Interrogatoire
Severus Rogue, qui n'avait rien d'un homme modeste, tirait une profonde fierté de son talent de legilimens, bien qu'à la vérité fort peu de gens en soient au courant. Cette aptitude, complexe à maîtriser et donc rare chez les sorciers, lui était fort utile dans sa mission d'espion ; il se gardait bien de l'utiliser sur le Seigneur des Ténèbres en personne, mais il était assez habile pour s'en servir sur ses camarades Mangemorts sans que ceux-ci s'en aperçoivent. Il soupçonnait tout de même que quelques-uns en avaient connaissance, à commencer par le Seigneur des Ténèbres lui-même : en réalité, il ne le lui avait pas vraiment caché. La meilleure chose à faire quand on voulait dissimuler des secrets à un sorcier capable de pénétrer dans votre esprit, c'était – il le savait d'expérience – de lui en laisser voir le plus possible tout en déformant juste ce qu'il fallait de vérité ; de cette façon, vous risquiez beaucoup moins d'attirer l'attention sur les défenses mentales érigées autour de ce que vous teniez absolument à lui cacher. Par exemple, plutôt que d'occulter complètement ses capacités de legilimens, Rogue préférait faire croire au Seigneur des Ténèbres qu'il les utilisait uniquement par plaisir, en bon Serpentard conscient que « savoir, c'est pouvoir » et légèrement enclin au voyeurisme. Il n'était pas impossible que le Maître en ait informé Bellatrix, car elle s'était remise à pratiquer activement l'occlumancie.

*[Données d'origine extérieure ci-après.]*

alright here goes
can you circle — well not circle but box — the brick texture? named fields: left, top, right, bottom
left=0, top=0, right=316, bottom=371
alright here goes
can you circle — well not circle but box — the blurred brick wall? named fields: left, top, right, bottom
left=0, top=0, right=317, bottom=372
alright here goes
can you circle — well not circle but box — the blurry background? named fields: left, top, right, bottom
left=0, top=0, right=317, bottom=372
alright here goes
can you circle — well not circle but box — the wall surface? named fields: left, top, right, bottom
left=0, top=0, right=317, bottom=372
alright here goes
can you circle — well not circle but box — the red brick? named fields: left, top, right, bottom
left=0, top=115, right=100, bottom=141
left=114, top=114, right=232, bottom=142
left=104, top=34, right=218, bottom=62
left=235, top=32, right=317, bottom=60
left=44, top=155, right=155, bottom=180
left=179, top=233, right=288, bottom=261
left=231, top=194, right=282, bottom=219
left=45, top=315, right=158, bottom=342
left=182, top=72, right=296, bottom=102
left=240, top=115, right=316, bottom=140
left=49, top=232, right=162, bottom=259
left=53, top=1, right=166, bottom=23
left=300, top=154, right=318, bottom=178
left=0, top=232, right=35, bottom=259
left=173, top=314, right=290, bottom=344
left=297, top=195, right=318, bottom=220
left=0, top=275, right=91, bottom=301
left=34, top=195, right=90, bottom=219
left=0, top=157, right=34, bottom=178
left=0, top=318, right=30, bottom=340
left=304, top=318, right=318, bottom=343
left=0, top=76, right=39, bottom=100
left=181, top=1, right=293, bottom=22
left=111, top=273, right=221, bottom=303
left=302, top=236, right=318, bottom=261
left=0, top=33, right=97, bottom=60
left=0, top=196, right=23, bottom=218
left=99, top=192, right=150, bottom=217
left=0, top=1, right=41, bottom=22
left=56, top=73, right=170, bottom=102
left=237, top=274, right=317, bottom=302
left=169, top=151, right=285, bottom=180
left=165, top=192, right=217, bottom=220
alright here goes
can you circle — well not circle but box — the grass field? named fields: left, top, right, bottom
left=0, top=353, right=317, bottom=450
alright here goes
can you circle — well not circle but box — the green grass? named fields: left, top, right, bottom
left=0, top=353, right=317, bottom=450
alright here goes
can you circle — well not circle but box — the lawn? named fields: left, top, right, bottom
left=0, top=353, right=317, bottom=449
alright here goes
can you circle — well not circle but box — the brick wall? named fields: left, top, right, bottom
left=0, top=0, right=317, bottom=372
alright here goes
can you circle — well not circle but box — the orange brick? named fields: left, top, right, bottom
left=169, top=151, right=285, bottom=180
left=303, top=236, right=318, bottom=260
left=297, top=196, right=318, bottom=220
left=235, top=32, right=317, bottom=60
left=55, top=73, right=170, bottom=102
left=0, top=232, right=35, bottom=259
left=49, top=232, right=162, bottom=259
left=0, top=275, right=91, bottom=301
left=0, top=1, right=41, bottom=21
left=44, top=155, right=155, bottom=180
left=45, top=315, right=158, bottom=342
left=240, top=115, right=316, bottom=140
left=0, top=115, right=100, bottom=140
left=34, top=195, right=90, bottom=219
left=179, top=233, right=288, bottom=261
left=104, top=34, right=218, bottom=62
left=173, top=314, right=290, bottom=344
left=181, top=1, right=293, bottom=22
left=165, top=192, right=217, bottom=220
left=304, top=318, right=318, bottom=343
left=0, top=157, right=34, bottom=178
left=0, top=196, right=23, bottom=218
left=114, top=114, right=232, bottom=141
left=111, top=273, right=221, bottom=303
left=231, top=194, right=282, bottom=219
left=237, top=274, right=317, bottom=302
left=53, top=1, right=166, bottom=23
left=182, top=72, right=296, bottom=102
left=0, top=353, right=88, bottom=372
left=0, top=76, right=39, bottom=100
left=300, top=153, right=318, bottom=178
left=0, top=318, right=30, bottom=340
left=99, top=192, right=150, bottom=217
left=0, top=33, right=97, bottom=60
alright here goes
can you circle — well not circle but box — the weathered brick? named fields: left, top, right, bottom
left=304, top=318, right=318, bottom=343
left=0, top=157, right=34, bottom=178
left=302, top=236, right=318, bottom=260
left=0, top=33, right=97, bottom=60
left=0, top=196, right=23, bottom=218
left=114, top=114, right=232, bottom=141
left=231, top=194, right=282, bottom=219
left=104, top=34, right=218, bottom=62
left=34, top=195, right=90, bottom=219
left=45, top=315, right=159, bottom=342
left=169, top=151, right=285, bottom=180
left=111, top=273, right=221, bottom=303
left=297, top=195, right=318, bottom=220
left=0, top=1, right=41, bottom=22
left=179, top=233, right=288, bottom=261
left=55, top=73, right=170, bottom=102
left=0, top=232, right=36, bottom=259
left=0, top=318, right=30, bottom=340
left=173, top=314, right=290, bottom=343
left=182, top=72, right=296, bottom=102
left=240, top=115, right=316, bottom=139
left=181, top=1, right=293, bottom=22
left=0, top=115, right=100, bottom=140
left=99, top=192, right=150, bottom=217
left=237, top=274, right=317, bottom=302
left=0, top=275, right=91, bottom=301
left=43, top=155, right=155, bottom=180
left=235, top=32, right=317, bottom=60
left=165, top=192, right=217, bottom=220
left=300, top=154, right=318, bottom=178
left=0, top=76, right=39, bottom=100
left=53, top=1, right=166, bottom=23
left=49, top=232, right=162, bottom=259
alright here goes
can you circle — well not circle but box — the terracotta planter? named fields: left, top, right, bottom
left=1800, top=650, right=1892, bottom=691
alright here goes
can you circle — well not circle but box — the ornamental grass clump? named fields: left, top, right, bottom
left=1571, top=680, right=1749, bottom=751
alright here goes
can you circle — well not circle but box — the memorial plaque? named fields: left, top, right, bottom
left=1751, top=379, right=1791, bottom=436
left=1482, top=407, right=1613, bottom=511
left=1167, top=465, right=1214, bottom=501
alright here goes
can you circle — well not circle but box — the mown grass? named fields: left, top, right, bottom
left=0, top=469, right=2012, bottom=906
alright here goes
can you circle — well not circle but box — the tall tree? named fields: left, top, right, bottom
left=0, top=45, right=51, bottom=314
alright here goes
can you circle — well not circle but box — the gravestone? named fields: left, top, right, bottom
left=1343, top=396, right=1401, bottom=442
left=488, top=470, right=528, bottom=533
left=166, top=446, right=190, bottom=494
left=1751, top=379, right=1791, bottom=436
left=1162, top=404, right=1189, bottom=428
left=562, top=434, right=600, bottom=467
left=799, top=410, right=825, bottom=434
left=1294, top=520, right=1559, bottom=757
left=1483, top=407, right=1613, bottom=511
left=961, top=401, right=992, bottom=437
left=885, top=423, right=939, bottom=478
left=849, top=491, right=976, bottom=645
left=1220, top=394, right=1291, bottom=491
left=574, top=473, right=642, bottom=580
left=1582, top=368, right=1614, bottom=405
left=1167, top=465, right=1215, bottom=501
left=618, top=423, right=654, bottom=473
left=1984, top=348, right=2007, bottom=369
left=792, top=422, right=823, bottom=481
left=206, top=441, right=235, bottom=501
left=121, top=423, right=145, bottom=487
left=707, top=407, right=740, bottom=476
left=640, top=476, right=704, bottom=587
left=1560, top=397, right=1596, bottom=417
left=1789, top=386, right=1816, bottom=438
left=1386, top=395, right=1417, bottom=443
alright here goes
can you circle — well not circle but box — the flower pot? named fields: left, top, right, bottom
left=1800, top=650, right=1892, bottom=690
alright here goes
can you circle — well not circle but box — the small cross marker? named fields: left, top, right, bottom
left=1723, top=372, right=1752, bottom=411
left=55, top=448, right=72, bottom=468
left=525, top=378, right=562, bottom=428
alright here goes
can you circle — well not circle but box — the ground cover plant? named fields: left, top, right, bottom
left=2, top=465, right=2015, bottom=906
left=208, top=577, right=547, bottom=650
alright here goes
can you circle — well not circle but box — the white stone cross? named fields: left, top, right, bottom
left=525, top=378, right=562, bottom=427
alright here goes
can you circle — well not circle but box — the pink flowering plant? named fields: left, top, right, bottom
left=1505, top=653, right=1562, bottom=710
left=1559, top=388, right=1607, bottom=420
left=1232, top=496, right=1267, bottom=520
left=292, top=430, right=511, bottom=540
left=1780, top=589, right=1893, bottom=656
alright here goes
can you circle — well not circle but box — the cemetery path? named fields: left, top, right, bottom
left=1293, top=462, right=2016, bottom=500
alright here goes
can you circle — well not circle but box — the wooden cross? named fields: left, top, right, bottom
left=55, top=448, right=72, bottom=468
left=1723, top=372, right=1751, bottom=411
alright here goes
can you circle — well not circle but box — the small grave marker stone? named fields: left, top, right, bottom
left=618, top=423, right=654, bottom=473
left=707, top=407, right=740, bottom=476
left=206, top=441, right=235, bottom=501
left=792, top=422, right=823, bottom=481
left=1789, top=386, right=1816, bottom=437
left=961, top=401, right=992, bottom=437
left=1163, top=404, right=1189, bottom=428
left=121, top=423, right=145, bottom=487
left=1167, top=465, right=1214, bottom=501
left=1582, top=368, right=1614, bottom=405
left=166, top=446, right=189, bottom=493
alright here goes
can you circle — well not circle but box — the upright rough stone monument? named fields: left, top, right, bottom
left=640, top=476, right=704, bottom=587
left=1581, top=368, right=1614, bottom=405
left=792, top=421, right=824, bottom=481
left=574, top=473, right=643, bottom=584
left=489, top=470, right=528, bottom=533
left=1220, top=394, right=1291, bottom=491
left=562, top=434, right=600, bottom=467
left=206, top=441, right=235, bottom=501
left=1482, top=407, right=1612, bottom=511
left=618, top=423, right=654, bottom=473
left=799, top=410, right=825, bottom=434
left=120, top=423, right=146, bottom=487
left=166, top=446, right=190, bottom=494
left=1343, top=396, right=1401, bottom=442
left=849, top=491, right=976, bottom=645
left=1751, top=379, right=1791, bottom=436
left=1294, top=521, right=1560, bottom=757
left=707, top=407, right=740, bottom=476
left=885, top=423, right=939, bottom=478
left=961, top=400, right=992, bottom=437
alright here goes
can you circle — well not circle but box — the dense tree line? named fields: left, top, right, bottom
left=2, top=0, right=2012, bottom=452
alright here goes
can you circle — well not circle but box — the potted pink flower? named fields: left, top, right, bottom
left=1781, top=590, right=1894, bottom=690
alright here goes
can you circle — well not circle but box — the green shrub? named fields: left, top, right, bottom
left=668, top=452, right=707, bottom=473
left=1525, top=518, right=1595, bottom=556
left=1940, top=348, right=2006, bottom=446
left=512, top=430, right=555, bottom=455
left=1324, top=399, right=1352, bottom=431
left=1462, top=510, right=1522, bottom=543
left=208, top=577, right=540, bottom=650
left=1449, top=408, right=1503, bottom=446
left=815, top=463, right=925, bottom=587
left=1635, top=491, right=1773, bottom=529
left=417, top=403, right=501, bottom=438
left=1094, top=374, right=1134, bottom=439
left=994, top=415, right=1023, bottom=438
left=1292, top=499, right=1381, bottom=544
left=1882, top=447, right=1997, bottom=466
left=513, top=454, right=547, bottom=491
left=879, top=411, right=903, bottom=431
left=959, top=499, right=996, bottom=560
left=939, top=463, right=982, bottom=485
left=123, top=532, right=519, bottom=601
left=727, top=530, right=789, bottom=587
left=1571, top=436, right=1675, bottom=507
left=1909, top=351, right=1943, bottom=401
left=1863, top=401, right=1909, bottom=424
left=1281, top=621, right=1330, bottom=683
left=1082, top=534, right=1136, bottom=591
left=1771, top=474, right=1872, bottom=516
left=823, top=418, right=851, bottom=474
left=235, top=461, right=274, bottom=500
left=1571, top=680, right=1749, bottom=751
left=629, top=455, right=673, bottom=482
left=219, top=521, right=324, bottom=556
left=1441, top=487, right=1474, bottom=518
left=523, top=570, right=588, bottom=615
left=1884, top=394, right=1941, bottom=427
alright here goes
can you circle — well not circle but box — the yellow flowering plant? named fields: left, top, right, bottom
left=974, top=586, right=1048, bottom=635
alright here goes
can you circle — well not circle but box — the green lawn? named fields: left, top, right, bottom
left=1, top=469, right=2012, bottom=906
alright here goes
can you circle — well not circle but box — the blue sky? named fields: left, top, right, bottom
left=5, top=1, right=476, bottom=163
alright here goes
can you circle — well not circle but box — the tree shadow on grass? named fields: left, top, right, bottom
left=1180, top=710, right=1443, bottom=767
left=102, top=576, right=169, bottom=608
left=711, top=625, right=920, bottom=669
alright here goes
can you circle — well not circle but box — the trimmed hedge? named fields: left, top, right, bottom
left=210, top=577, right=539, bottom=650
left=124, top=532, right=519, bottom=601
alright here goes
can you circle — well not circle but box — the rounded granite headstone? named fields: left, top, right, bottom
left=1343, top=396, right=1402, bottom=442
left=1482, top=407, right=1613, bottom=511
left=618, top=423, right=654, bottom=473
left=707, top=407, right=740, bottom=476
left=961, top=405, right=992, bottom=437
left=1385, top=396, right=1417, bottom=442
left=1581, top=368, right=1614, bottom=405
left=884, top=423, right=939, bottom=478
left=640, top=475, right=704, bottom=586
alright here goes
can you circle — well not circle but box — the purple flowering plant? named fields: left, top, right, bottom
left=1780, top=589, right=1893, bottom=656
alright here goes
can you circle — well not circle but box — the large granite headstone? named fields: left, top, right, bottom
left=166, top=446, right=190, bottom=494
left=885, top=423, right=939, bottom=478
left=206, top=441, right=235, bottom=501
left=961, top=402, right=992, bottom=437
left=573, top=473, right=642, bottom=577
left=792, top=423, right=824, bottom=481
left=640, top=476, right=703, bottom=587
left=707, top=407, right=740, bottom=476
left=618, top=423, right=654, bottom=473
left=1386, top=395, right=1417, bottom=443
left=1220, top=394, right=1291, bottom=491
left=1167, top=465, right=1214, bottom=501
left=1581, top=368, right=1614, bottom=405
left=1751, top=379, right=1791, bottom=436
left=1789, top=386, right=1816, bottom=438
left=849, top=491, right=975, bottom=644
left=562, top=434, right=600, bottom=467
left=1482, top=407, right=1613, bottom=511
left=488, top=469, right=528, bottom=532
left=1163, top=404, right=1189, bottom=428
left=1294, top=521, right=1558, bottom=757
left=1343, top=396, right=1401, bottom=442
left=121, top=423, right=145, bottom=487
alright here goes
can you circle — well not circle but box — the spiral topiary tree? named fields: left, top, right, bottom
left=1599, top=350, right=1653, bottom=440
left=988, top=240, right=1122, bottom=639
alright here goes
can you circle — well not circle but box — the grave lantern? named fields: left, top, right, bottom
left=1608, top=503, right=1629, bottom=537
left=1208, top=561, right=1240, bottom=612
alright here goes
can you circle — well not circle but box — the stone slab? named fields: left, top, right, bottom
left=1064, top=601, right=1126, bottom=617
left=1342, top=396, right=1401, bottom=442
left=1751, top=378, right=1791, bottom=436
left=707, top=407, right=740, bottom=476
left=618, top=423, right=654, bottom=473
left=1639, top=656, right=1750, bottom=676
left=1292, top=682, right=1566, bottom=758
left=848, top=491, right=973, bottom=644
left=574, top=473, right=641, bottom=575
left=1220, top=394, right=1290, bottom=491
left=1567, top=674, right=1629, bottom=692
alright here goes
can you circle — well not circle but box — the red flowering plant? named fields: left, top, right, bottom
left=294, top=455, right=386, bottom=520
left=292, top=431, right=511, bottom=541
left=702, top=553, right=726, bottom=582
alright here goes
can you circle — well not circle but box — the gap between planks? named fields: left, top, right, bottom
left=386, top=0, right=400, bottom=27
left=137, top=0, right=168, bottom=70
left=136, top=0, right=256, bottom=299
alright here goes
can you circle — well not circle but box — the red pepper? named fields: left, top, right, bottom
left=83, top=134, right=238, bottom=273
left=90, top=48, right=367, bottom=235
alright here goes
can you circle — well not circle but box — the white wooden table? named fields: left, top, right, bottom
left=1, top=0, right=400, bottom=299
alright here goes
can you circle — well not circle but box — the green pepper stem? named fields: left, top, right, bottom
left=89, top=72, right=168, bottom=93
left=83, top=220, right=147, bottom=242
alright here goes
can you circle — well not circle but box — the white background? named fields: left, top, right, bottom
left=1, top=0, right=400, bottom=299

Bien entendu, il n'était pas censé faire usage de son talent sur les membres de l'Ordre du Phénix. Le Seigneur des Ténèbres croyait qu'il craignait de se faire surprendre par Dumbledore et, au demeurant, qu'il n'avait pas besoin d'espionner l'esprit des autres membres pour connaître leurs plans – ce qui était exact. Et Dumbledore lui faisait confiance pour refréner ses mauvais instincts. Mais qu'y avait-il de mauvais à profiter des dons dont la nature vous avait gratifié ? Tout le monde passait son temps à essayer de voir au-delà de ce que les autres disaient et faisaient pour comprendre ce qu'ils pensaient réellement. Il ne s'agissait pas de curiosité malsaine – pas uniquement. Parfois, cela pouvait avoir une importance vitale. Dans toute communication, il y avait une importante perte d'information entre ce que voulait dire l'émetteur, ce qu'il disait effectivement, ce qui était perçu par le récepteur, puis compris et restitué : dans un contexte à haut risque tel que celui dans lequel il évoluait, mal comprendre une information pouvait compromettre la réalisation d'un plan, la sécurité de quelqu'un, voire la survie du groupe tout entier. En fait, il aurait été irresponsable de ne pas exploiter son talent.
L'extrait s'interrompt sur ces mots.